What I almost missed is that it is the story of an obnoxious fat man who needs a life. A man whose social ineptitude is only eclipsed by his ego. A show with all the gags and characters of a regular run of the mill sitcom. Yet at the same time it was none of that. It was just a day at the office, with the all the monotony and stupidity that a day in the office entails for every coffee wielding drone in the world. It transforms David from Scrubs’ Dr. Kelso in to your inept boss at work. Gareth from a bumbling idiot, to that schmuck in accounting who makes you fill out three pages of paperwork for a $2.50 post it not pads. The intimate setting of the “documentary” puts you in The Office, it’s like Gareth says “I’m not talking to myself they’re filming”.

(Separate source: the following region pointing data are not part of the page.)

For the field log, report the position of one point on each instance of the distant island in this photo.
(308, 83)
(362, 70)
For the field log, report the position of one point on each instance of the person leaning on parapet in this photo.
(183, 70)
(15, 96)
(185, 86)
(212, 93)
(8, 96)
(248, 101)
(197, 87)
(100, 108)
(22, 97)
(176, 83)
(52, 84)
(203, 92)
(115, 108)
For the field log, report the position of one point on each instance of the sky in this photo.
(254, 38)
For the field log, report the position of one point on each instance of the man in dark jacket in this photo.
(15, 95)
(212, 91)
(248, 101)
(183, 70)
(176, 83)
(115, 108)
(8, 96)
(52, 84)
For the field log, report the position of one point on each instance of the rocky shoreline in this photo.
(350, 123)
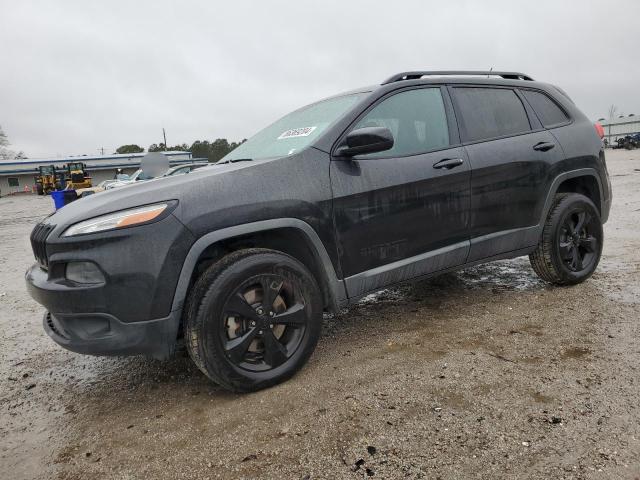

You’re not watching TV; you’re watching your office. David Brent is not the sitcom buffoon; he is just like nine out of ten supervisors in any corporation, showing off the classic symptoms of Peters principle, exhibited by the many that have risen to their level of incompetence. Now having reached his personal ceiling in the corporate world, deep down he realizes he is incompetent at his job and is constantly looking for validation from his employees.

The Office is Funny not for its classic sitcom comedy, but because of familiarity to any employee of the corporate monster. But it stays funny because it never tries to be anything else than just that, there is no fall and redemption, no moral of the story, no OH so that’s what happens to him. It’s just a day at the office and now it’s time to go home, good night.